= Jalo Lahdensuo =

Finnish farmer and politician (1882–1973)

Jalo Toivo Lahdensuo (21 October 1882 - 6 October 1973; surname until 1906 Lagerstedt) was a Finnish farmer and politician, born in Lapua. He was a member of the Parliament of Finland from 1921 to 1938, representing the Agrarian League. He served as Minister of Agriculture from 31 May to 22 November 1924, as Minister of Defence from 17 December 1927 to 22 December 1928 and from 21 March 1931 to 14 December 1932 and as Minister of Transport and Public Works from 16 August 1929 to 4 July 1930 and from 7 October 1936 to 12 March 1937. On 17 July 1932, a group of about ten men belonging to the Lapua Movement tried to abduct Minister of Defence Lahdensuo from his home in Lapua. As Lahdensuo had received threats, a group of men, one of whom was Kustaa Tiitu, had gathered to protect him and they managed to repel the attackers.

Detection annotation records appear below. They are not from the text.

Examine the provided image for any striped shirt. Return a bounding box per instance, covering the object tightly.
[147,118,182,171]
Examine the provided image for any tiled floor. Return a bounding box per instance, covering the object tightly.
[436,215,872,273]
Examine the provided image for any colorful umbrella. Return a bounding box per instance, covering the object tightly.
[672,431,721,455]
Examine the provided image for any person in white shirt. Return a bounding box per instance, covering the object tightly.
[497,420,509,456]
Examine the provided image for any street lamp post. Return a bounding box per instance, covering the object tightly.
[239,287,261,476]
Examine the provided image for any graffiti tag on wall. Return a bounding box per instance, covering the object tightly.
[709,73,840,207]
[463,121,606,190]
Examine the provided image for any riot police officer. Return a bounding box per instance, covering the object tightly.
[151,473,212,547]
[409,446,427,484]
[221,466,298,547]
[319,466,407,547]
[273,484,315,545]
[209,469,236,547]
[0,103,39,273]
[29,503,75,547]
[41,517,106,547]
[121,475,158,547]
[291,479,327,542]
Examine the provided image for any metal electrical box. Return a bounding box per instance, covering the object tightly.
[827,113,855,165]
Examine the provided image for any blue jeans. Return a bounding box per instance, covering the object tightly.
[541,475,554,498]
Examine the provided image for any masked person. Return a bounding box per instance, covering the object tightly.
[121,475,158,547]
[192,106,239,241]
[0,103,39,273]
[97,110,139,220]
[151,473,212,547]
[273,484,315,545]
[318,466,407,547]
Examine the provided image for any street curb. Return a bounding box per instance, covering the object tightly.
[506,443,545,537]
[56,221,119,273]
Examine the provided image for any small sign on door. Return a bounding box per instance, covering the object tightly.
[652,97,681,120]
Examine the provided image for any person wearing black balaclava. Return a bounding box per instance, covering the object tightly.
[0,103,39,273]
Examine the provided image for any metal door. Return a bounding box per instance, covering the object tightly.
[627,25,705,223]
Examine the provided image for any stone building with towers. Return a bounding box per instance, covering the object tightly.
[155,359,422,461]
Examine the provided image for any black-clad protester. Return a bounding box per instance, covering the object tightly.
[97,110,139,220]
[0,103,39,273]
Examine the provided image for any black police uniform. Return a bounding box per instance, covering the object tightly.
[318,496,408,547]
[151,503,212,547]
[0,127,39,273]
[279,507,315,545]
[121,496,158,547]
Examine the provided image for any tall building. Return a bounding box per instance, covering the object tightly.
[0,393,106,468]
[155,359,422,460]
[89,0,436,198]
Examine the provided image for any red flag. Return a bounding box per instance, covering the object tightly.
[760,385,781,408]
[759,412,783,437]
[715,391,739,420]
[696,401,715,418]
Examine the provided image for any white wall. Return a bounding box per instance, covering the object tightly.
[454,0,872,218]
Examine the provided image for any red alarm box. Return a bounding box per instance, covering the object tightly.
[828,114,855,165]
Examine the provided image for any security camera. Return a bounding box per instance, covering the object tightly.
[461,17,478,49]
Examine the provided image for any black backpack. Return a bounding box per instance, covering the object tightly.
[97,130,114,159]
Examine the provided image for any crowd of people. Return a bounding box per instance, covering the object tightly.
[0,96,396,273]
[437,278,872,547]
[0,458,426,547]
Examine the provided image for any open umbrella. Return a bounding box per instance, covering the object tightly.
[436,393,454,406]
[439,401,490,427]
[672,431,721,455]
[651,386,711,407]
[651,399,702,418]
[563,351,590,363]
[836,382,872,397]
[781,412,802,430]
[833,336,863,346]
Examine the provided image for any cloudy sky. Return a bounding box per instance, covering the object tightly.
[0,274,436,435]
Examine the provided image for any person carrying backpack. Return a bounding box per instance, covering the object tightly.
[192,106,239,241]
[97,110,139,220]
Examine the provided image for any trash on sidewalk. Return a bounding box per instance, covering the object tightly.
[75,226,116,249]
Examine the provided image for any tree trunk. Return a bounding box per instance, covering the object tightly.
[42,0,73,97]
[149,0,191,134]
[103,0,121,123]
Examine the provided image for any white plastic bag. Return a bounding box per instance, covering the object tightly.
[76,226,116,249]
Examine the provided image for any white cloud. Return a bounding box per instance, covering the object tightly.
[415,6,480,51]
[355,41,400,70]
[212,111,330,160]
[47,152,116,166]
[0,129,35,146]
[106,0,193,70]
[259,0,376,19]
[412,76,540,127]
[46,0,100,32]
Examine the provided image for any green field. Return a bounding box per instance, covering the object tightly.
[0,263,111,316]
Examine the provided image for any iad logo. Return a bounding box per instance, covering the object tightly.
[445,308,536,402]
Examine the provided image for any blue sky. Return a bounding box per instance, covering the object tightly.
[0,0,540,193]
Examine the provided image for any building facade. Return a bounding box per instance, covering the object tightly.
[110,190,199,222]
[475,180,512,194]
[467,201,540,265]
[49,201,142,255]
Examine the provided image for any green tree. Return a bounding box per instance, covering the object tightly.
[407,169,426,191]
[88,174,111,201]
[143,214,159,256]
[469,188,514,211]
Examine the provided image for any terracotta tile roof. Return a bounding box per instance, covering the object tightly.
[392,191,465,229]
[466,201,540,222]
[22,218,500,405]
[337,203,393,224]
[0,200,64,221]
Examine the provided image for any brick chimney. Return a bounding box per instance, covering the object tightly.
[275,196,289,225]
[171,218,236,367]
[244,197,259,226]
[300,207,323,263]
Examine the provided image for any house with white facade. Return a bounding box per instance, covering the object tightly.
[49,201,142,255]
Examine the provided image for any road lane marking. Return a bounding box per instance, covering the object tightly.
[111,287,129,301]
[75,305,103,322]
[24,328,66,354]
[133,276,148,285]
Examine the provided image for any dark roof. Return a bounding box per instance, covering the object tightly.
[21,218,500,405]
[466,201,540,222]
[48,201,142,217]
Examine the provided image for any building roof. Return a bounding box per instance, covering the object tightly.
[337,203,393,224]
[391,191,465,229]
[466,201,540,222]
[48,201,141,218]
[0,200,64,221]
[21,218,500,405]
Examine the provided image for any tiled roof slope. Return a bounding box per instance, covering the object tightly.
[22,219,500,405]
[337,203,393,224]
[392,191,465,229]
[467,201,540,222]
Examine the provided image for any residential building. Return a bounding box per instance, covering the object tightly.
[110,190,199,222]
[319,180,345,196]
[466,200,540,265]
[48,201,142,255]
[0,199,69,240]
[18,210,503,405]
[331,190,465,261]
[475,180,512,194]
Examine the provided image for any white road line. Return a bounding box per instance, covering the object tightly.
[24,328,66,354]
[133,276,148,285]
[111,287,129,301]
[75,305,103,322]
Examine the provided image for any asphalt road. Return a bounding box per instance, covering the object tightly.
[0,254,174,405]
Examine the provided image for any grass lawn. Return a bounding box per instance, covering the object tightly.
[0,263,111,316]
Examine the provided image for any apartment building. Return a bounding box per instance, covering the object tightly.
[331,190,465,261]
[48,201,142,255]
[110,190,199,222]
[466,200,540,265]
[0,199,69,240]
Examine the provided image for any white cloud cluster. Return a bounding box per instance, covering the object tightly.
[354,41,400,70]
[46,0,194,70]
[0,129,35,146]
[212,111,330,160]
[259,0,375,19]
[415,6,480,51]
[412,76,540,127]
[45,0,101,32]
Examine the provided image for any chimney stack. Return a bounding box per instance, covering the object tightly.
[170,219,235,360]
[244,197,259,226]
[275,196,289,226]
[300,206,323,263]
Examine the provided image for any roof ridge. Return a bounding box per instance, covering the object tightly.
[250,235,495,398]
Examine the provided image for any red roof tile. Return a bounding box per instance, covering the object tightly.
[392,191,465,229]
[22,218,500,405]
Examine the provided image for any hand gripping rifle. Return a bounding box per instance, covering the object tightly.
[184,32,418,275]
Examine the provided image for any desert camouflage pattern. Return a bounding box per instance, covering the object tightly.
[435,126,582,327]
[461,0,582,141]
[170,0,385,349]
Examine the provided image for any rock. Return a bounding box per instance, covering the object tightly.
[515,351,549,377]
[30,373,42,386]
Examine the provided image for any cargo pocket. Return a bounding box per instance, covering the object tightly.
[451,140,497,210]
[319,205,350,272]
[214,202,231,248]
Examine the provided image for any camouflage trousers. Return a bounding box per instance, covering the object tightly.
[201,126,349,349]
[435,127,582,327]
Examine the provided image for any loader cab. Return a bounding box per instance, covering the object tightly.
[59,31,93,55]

Shots were exchanged and some of the attackers were wounded. The incident led to several Lapua Movement activists being arrested and convicted. Jalo Lahdensuo was the son of Fredrik Vilhelm Lagerstedt and the younger brother of Oskari Lahdensuo. Jalo Lahdensuo's niece was married to Vihtori Kosola, who was the leader of the Lapua Movement.